For each study area polygon, we need to generate a single representative time series. The process is as follows:

1.  **Identify Relevant Files:** For each day in our period of record, we locate the corresponding raw PRISM raster for precipitation, minimum temperature, and maximum temperature.
2.  **Clip and Aggregate:** For a given study area polygon, we will use `rioxarray` to clip the global daily raster to the polygon's bounds. 
3.  **Calculate Spatial Mean:** After clipping, we will calculate the mean value of all the pixels within the polygon. This gives us a single value (e.g., mean precipitation) for that specific day and that specific study area.
4.  **Build Time Series:** We repeat this for every day in the date range, building a complete `pandas` DataFrame that represents the daily climate for the study area.

This method ensures that the climate data is accurately tailored to the specific geographic boundaries of each analysis unit.


In [None]:
# === 3. Core Climate Processing Logic ===

# This is a placeholder for the core data processing logic.
# A full implementation would involve:
# 1. Iterating through each polygon in `study_areas_gdf`.
# 2. For each polygon, creating a date range from the config.
# 3. For each date, opening the corresponding ppt, tmin, and tmax files.
# 4. Clipping the raster with the polygon's geometry.
# 5. Calculating the mean of the clipped raster.
# 6. Storing the results in a pandas DataFrame.
# 7. Passing the completed DataFrame to a formatting function (defined in the next cell).

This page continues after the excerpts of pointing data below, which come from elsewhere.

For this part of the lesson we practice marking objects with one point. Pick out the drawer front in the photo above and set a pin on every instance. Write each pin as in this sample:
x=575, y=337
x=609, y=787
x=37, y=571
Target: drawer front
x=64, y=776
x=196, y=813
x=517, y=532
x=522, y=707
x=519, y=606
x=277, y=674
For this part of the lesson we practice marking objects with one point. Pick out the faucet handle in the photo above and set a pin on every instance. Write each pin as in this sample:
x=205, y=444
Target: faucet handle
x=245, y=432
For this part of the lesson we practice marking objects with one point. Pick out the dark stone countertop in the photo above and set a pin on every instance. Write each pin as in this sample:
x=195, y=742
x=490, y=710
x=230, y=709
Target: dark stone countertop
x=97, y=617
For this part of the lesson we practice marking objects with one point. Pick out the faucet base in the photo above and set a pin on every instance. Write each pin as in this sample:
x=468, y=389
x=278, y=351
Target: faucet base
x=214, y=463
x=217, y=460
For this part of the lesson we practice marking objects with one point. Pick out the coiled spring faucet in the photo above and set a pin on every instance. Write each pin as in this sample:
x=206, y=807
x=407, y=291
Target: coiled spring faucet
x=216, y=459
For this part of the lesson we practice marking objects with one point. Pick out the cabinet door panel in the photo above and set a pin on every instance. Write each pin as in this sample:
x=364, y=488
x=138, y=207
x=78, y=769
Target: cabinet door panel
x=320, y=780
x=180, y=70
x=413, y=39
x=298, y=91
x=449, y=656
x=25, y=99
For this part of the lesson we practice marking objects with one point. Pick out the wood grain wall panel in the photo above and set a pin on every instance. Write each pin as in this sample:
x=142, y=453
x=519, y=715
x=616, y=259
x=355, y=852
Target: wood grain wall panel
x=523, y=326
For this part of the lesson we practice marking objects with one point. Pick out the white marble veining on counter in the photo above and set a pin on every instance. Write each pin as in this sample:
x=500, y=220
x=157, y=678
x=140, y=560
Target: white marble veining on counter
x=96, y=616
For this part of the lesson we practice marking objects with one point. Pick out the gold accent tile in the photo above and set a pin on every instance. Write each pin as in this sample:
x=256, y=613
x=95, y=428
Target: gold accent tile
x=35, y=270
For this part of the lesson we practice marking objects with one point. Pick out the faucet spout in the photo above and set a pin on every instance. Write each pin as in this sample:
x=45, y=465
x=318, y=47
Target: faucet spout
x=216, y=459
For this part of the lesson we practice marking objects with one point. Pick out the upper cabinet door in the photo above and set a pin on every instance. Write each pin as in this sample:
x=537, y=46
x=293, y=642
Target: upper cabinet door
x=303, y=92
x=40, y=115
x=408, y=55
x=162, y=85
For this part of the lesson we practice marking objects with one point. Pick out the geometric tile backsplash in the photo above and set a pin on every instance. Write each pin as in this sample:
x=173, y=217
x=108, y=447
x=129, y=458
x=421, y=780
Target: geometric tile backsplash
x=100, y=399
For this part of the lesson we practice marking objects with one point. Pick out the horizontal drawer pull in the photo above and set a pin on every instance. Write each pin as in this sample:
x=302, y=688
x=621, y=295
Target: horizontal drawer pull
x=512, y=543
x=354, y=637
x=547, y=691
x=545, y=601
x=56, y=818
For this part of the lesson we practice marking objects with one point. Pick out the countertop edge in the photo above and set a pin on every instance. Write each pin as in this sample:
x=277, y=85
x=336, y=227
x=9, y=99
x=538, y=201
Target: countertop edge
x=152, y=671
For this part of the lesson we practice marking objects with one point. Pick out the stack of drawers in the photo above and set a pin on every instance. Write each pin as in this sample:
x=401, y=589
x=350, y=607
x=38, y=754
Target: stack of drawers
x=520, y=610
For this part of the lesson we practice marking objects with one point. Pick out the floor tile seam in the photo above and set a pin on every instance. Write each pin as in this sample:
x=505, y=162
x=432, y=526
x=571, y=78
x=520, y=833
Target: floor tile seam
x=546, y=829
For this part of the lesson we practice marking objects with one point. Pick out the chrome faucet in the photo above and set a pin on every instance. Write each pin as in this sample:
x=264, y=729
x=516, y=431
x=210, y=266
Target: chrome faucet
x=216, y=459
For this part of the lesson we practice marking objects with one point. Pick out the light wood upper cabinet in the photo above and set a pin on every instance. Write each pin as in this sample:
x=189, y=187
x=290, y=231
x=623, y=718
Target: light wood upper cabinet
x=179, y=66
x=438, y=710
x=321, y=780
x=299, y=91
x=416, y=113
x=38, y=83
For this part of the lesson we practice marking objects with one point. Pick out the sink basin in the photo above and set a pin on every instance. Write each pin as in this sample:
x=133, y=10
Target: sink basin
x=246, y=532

log.warning("Placeholder cell: Core data extraction logic needs to be implemented.")

# Example structure:
# for index, area in study_areas_gdf.iterrows():
#     area_id = area['some_unique_id'] # e.g., province name or watershed ID
#     log.info(f"Processing climate data for {area_id}...")
#     
#     # Check if final .cli file already exists
#     cli_output_path = PROCESSED_CLIMATE_DIR / f"{area_id}.cli"
#     if cli_output_path.exists():
#         log.info(f"  -> Skipping, {cli_output_path.name} already exists.")
#         continue
#
#     # ... implementation of steps 1-6 ...
#     daily_climate_df = ...
#
#     # ... call formatter ...
#     write_wepp_cli_file(daily_climate_df, cli_output_path, area)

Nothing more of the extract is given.